Police and International Development Law Organisation ( IDLO) have held discussions on how to work together in partnership to deal with Gender Based Violence (GBV) and violence against children.
The meeting was chaired by the Chief Political Commissar, AIGP Asan Kasingye, at Police headquarters, Naguru.
Kasingye said a total of only 390 police officers have been trained in 13 districts and called for training of more police officers across the country.
He said this will help to appreciate and appropriately apply the guidelines of handling children in conflict with the law.
Kasingye said the training equips police officers with knowledge and skills on the existing legal framework on the rights and protection of children.
He further explained that the training will enable police officers appreciate the diversion guidelines and appropriately apply them in their routine duties.
He said by doing this,it will enhance coordination among police officers and other stakeholders in the justice system when dealing with children who commit minor offences in order to strengthen the child protection system.
Uganda has been witnessing an upsurge in the number of domestic violence cases amid the financial squeeze caused by Covid-19.
However, activists said that all the existing legal frame work has not been able to bring about the much needed justice due to implementation issues.

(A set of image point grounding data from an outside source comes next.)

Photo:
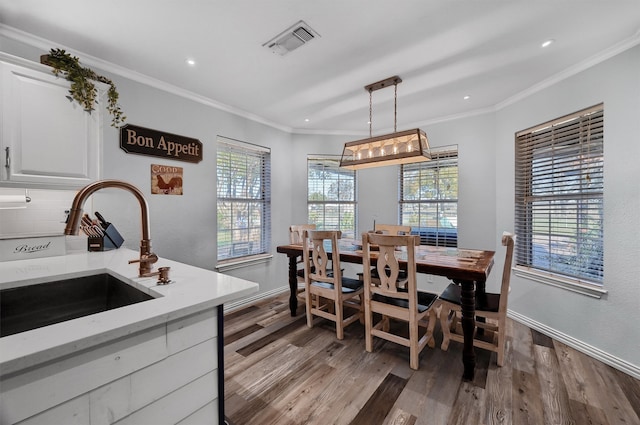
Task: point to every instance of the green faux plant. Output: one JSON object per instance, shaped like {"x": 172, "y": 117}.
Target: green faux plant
{"x": 82, "y": 89}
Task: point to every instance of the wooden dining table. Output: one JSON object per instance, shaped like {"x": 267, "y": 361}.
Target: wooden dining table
{"x": 466, "y": 267}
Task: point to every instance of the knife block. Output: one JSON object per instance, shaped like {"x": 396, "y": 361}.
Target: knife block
{"x": 111, "y": 240}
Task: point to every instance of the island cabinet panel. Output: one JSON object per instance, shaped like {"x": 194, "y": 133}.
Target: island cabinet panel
{"x": 164, "y": 375}
{"x": 46, "y": 140}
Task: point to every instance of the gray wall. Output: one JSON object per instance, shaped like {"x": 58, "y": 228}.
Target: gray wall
{"x": 183, "y": 227}
{"x": 611, "y": 323}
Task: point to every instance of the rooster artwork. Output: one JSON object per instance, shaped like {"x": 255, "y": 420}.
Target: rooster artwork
{"x": 166, "y": 180}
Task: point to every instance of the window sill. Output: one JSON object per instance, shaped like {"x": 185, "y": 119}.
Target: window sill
{"x": 560, "y": 282}
{"x": 237, "y": 263}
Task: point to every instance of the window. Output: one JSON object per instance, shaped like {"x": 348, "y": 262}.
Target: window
{"x": 331, "y": 196}
{"x": 429, "y": 197}
{"x": 244, "y": 199}
{"x": 559, "y": 186}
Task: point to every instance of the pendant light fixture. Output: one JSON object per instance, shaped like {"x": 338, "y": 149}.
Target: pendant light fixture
{"x": 402, "y": 147}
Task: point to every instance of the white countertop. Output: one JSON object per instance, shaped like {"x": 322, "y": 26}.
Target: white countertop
{"x": 191, "y": 290}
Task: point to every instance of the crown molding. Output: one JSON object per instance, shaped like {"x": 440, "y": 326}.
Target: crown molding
{"x": 41, "y": 43}
{"x": 614, "y": 50}
{"x": 45, "y": 45}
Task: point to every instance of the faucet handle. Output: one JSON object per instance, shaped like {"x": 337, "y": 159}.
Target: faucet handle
{"x": 147, "y": 258}
{"x": 163, "y": 275}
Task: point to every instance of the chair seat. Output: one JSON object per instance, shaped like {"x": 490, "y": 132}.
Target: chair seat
{"x": 402, "y": 274}
{"x": 425, "y": 300}
{"x": 349, "y": 285}
{"x": 300, "y": 272}
{"x": 487, "y": 302}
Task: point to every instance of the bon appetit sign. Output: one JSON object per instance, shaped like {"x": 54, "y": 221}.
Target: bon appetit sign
{"x": 144, "y": 141}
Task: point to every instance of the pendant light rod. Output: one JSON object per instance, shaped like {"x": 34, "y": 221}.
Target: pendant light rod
{"x": 405, "y": 147}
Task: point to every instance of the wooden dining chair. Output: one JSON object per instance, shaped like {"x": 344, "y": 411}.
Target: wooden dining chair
{"x": 388, "y": 299}
{"x": 327, "y": 291}
{"x": 491, "y": 311}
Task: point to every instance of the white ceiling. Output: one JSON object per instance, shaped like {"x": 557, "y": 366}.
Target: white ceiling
{"x": 442, "y": 49}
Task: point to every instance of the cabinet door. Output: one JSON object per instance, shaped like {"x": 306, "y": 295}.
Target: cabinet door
{"x": 51, "y": 140}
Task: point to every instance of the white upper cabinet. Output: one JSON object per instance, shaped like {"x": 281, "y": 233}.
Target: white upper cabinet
{"x": 47, "y": 140}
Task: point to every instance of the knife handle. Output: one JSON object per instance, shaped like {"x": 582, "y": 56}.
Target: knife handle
{"x": 104, "y": 223}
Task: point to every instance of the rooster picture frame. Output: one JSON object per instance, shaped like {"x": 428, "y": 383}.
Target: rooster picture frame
{"x": 166, "y": 180}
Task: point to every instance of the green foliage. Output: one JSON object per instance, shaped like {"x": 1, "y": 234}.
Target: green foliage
{"x": 83, "y": 90}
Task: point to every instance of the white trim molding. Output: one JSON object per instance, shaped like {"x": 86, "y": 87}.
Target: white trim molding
{"x": 244, "y": 302}
{"x": 583, "y": 347}
{"x": 554, "y": 280}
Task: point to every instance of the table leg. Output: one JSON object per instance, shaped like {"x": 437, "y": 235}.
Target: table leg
{"x": 468, "y": 305}
{"x": 293, "y": 285}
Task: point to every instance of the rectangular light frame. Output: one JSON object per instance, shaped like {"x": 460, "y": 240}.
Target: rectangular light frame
{"x": 404, "y": 147}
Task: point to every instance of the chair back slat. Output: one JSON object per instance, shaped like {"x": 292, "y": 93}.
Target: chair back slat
{"x": 508, "y": 240}
{"x": 319, "y": 258}
{"x": 296, "y": 231}
{"x": 391, "y": 229}
{"x": 388, "y": 266}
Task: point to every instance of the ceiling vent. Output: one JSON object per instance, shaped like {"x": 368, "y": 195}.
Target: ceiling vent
{"x": 291, "y": 38}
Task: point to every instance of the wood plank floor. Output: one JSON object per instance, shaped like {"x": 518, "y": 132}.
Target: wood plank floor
{"x": 278, "y": 371}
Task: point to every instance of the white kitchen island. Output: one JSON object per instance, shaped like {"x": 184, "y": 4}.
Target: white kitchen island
{"x": 154, "y": 362}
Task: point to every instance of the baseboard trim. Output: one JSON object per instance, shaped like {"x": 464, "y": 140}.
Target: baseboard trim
{"x": 596, "y": 353}
{"x": 243, "y": 302}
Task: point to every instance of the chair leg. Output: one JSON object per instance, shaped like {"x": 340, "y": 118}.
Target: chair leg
{"x": 309, "y": 306}
{"x": 339, "y": 314}
{"x": 433, "y": 316}
{"x": 414, "y": 353}
{"x": 501, "y": 341}
{"x": 446, "y": 327}
{"x": 368, "y": 324}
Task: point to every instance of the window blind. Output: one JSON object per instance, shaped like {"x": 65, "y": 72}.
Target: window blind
{"x": 243, "y": 199}
{"x": 429, "y": 197}
{"x": 559, "y": 186}
{"x": 331, "y": 195}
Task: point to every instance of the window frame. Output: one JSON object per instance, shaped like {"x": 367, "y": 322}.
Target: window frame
{"x": 440, "y": 234}
{"x": 256, "y": 202}
{"x": 332, "y": 163}
{"x": 548, "y": 158}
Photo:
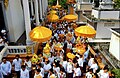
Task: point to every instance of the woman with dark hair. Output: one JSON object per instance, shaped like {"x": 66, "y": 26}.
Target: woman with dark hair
{"x": 77, "y": 71}
{"x": 46, "y": 68}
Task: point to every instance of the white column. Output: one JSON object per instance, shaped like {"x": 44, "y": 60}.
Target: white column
{"x": 32, "y": 11}
{"x": 43, "y": 7}
{"x": 36, "y": 12}
{"x": 40, "y": 9}
{"x": 27, "y": 20}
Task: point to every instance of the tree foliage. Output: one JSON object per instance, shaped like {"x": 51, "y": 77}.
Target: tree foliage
{"x": 61, "y": 2}
{"x": 117, "y": 4}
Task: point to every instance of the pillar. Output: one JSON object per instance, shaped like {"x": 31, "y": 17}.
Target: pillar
{"x": 78, "y": 16}
{"x": 36, "y": 12}
{"x": 27, "y": 21}
{"x": 32, "y": 11}
{"x": 40, "y": 8}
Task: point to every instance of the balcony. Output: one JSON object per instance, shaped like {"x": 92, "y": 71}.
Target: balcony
{"x": 11, "y": 51}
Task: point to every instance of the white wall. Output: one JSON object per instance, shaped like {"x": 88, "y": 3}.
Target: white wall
{"x": 104, "y": 31}
{"x": 95, "y": 13}
{"x": 14, "y": 15}
{"x": 115, "y": 46}
{"x": 109, "y": 15}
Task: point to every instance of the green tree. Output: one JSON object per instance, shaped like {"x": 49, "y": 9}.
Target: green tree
{"x": 117, "y": 4}
{"x": 61, "y": 2}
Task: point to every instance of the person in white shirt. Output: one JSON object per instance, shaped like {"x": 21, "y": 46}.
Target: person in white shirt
{"x": 1, "y": 43}
{"x": 46, "y": 68}
{"x": 6, "y": 68}
{"x": 90, "y": 62}
{"x": 17, "y": 65}
{"x": 64, "y": 64}
{"x": 37, "y": 74}
{"x": 70, "y": 69}
{"x": 104, "y": 73}
{"x": 89, "y": 74}
{"x": 80, "y": 61}
{"x": 77, "y": 71}
{"x": 94, "y": 66}
{"x": 28, "y": 64}
{"x": 24, "y": 73}
{"x": 1, "y": 75}
{"x": 39, "y": 66}
{"x": 62, "y": 74}
{"x": 56, "y": 68}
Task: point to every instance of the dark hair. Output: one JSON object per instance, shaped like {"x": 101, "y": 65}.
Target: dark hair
{"x": 17, "y": 56}
{"x": 106, "y": 68}
{"x": 27, "y": 57}
{"x": 3, "y": 58}
{"x": 23, "y": 66}
{"x": 38, "y": 70}
{"x": 90, "y": 70}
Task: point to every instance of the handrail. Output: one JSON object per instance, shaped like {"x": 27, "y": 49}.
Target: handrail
{"x": 12, "y": 50}
{"x": 2, "y": 53}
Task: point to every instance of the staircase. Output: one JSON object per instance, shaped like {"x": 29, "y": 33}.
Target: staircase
{"x": 11, "y": 51}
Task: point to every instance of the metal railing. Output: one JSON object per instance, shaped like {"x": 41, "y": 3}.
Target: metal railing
{"x": 12, "y": 50}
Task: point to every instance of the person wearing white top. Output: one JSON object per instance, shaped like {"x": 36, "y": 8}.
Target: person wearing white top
{"x": 28, "y": 64}
{"x": 1, "y": 43}
{"x": 104, "y": 73}
{"x": 69, "y": 69}
{"x": 24, "y": 73}
{"x": 56, "y": 69}
{"x": 77, "y": 71}
{"x": 89, "y": 74}
{"x": 6, "y": 68}
{"x": 64, "y": 64}
{"x": 17, "y": 65}
{"x": 90, "y": 62}
{"x": 46, "y": 68}
{"x": 1, "y": 75}
{"x": 94, "y": 66}
{"x": 80, "y": 61}
{"x": 39, "y": 66}
{"x": 37, "y": 74}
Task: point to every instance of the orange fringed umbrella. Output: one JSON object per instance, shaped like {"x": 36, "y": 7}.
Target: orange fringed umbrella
{"x": 40, "y": 34}
{"x": 70, "y": 17}
{"x": 53, "y": 12}
{"x": 70, "y": 55}
{"x": 52, "y": 17}
{"x": 85, "y": 31}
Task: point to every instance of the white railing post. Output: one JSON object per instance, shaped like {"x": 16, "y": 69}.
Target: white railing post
{"x": 2, "y": 53}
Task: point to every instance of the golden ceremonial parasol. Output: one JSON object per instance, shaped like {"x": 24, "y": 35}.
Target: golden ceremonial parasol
{"x": 70, "y": 17}
{"x": 52, "y": 17}
{"x": 85, "y": 31}
{"x": 40, "y": 34}
{"x": 53, "y": 12}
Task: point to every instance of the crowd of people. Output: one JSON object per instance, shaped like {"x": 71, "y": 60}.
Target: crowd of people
{"x": 58, "y": 64}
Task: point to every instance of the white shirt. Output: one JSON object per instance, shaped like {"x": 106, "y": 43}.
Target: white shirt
{"x": 80, "y": 62}
{"x": 56, "y": 69}
{"x": 1, "y": 42}
{"x": 47, "y": 67}
{"x": 69, "y": 67}
{"x": 77, "y": 72}
{"x": 42, "y": 72}
{"x": 24, "y": 74}
{"x": 29, "y": 65}
{"x": 64, "y": 64}
{"x": 102, "y": 74}
{"x": 37, "y": 75}
{"x": 90, "y": 62}
{"x": 88, "y": 75}
{"x": 6, "y": 68}
{"x": 17, "y": 64}
{"x": 94, "y": 67}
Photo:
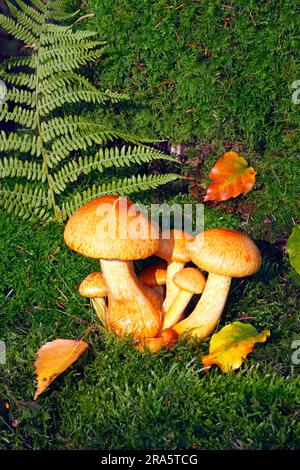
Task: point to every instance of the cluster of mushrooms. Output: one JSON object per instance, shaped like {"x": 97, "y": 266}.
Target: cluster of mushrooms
{"x": 150, "y": 306}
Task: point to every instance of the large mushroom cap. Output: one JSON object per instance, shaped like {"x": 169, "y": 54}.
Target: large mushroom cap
{"x": 172, "y": 246}
{"x": 93, "y": 286}
{"x": 111, "y": 227}
{"x": 190, "y": 280}
{"x": 225, "y": 252}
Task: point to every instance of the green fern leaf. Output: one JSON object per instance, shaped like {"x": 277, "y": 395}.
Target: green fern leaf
{"x": 47, "y": 148}
{"x": 122, "y": 187}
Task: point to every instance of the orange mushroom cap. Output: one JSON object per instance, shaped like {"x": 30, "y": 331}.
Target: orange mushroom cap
{"x": 153, "y": 275}
{"x": 190, "y": 280}
{"x": 225, "y": 252}
{"x": 111, "y": 227}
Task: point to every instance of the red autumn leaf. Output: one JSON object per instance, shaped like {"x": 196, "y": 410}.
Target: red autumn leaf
{"x": 230, "y": 177}
{"x": 54, "y": 358}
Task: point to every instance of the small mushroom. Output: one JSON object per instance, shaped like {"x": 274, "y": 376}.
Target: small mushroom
{"x": 167, "y": 339}
{"x": 224, "y": 254}
{"x": 190, "y": 281}
{"x": 172, "y": 248}
{"x": 113, "y": 230}
{"x": 94, "y": 288}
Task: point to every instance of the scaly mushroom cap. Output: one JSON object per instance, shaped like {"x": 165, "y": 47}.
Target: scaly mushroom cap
{"x": 93, "y": 286}
{"x": 172, "y": 246}
{"x": 154, "y": 275}
{"x": 111, "y": 227}
{"x": 225, "y": 252}
{"x": 190, "y": 280}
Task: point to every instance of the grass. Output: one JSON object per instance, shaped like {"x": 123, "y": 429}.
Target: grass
{"x": 233, "y": 66}
{"x": 116, "y": 398}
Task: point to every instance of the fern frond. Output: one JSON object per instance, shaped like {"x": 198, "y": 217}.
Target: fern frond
{"x": 23, "y": 19}
{"x": 105, "y": 158}
{"x": 74, "y": 50}
{"x": 13, "y": 62}
{"x": 42, "y": 82}
{"x": 26, "y": 202}
{"x": 68, "y": 64}
{"x": 72, "y": 95}
{"x": 25, "y": 117}
{"x": 19, "y": 142}
{"x": 123, "y": 187}
{"x": 40, "y": 5}
{"x": 33, "y": 13}
{"x": 73, "y": 124}
{"x": 60, "y": 81}
{"x": 19, "y": 79}
{"x": 13, "y": 167}
{"x": 52, "y": 37}
{"x": 20, "y": 97}
{"x": 17, "y": 30}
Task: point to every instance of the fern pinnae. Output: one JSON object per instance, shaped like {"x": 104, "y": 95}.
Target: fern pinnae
{"x": 46, "y": 145}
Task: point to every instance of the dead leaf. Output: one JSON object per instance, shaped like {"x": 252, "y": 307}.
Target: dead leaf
{"x": 54, "y": 358}
{"x": 231, "y": 345}
{"x": 230, "y": 177}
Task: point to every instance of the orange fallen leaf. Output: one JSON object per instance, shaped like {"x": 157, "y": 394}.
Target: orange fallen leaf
{"x": 230, "y": 346}
{"x": 230, "y": 177}
{"x": 54, "y": 358}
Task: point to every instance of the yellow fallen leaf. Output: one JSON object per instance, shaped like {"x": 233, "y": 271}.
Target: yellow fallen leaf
{"x": 229, "y": 347}
{"x": 230, "y": 177}
{"x": 54, "y": 358}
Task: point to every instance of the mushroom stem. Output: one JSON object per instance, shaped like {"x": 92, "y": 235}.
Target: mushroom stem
{"x": 203, "y": 320}
{"x": 100, "y": 308}
{"x": 129, "y": 310}
{"x": 172, "y": 290}
{"x": 175, "y": 312}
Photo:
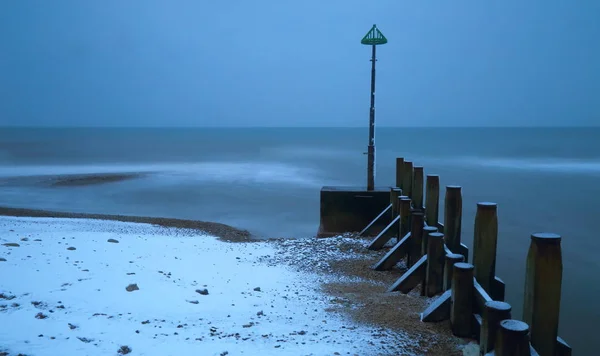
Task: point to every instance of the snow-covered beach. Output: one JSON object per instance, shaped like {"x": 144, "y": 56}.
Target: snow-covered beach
{"x": 97, "y": 287}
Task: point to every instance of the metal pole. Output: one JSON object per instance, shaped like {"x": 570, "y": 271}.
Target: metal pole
{"x": 371, "y": 149}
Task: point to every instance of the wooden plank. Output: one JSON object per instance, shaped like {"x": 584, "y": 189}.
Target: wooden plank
{"x": 411, "y": 278}
{"x": 481, "y": 297}
{"x": 439, "y": 310}
{"x": 394, "y": 255}
{"x": 381, "y": 239}
{"x": 375, "y": 220}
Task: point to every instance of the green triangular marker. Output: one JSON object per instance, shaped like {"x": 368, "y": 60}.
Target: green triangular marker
{"x": 374, "y": 37}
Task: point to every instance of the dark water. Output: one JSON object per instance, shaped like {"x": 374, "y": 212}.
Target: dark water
{"x": 267, "y": 180}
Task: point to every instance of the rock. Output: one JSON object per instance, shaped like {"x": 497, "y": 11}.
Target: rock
{"x": 41, "y": 316}
{"x": 132, "y": 287}
{"x": 124, "y": 350}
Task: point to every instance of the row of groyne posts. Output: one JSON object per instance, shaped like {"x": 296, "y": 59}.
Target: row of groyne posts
{"x": 470, "y": 295}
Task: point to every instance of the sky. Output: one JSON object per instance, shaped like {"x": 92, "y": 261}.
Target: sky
{"x": 298, "y": 63}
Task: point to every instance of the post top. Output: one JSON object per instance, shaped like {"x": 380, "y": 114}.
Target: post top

Uganda has a number of laws that punish offenders including the Penal Code Act cap 120 (as amended) that provide for prosecution of major offences like rape and defilement among others.
However, Parliament in 2010 enacted the Domestic Violence Act which has made it much easier to punish perpetrators of domestic violence and issue respective orders to guard against the vice.
The Prevention and Prohibition of Torture Act of 2012 also complements the aforementioned laws.
By April 17, 2020 police had registered 328 domestic violence related cases during this period of one month of the nationwide lockdown aimed at preventing the spread of coronavirus.
According to the 2018 Violence Against Children Nationwide Survey, three out of four Ugandans experienced violence in their childhood, .
The report further indicated that among 18-24-year-olds, one in three girls and one in six boys reported experiencing sexual violence during their childhood.